Relative to HC alone, it has been more common for WC and HC to be treated as a ratio, which is a more complex measure. Since WC and HC have each been independently associated with some chronic diseases and with opposing effects (a larger WC being a risk factor and larger HC generally protective), controlling one for the other may yield a less cumbersome interpretation than when using their ratio. Therefore, in contrast to previous studies, this was our approach.

The mechanism by which obesity promotes cancer risk may be linked with the role of adipose tissue in the promotion of chronic, low-grade inflammation.[31] Excess adiposity increases insulin and estrogen levels as well as other pro-inflammatory factors influencing immune function and creating a tumor-promoting microenvironment.[32,33,34] Within the central body fat compartment, visceral fat (which constitutes about 15% of total fat mass [35,36] is generally considered to be more metabolically active and pro-inflammatory relative to abdominal subcutaneous fat, which is greater in volume.[37] Both have been shown to be associated with cardiometabolic risk.[37,38,39] In this study, BMI, WHtR, and WC were all strongly associated with obesity-related cancer in men, especially after adjusting for HC. Since men more readily distribute excess body fat in the abdominal and visceral regions, this may lead to higher obesity-related cancer risks in men than in women, particularly for these anthropometric measures of central body fat. In women, BMI (especially when controlling for WC) was more strongly associated with obesity-related cancer than were waist-related measures, perhaps suggesting that overall body mass is an important risk factor in women than is fat distribution.
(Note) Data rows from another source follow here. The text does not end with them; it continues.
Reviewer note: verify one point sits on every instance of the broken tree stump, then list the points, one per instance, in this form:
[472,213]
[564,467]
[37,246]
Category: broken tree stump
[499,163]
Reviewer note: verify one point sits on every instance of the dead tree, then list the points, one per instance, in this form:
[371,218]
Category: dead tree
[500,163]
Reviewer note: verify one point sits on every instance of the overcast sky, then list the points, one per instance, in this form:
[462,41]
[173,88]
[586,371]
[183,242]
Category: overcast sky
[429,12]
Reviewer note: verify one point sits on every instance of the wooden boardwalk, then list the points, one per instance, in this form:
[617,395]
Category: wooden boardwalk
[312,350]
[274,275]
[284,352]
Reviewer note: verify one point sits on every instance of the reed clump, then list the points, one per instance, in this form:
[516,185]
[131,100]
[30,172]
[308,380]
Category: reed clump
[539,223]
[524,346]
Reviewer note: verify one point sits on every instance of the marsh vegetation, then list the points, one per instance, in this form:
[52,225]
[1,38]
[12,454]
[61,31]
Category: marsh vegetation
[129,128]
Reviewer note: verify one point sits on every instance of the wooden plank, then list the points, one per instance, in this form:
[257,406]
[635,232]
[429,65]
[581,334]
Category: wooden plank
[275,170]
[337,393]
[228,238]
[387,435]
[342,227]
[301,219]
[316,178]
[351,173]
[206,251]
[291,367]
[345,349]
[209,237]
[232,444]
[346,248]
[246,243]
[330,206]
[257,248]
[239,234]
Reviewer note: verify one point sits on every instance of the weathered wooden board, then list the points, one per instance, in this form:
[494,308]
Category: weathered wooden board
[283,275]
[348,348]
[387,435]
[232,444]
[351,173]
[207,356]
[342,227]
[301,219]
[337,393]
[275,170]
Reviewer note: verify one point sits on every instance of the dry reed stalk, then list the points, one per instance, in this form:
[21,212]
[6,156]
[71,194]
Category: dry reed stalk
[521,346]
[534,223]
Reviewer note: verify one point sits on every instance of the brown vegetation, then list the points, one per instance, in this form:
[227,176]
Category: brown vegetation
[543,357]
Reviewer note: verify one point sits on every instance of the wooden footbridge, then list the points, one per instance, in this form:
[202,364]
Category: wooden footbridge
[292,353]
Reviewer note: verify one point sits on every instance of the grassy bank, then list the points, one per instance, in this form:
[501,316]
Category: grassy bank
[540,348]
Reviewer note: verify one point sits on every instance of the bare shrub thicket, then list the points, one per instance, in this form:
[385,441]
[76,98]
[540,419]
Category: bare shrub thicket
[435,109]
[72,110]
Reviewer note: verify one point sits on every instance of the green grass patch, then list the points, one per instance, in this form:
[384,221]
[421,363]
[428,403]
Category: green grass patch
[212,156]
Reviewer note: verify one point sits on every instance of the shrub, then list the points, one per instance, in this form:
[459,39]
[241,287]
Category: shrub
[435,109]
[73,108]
Important strengths of this study include its prospective design and the carefully-collected and updated ascertainment of incident cancers. Another important strength of this study is the standardized assessment of the anthropometric measures of body fat every four years compared with some studies that have relied on self-report.

There are also some limitations to this study. First of all, there is no direct measure of visceral adiposity and WC and HC were not measured at every exam. The small number of identified obesity-related cancer cases also limited the statistical power for these analyses. Despite these limitations, our findings contribute to the understanding of sex-specific differences in the role of body fat in the development of obesity-related cancers.

In sum, BMI was a reasonable predictor of obesity-related cancer risk in both men and women. Specifically, cancer risk among women increased with a BMI of approximately 26 kg/m2 and higher and among men, of 28 kg/m2 and higher Waist and hip circumference measures were important markers of obesity-related cancer risk, particularly in men. Those men with a larger WC and smaller HC were at higher risk for developing obesity-related cancers. Future studies of the impact of waist size or BMI on cancer risk should control for HC in the multivariable models.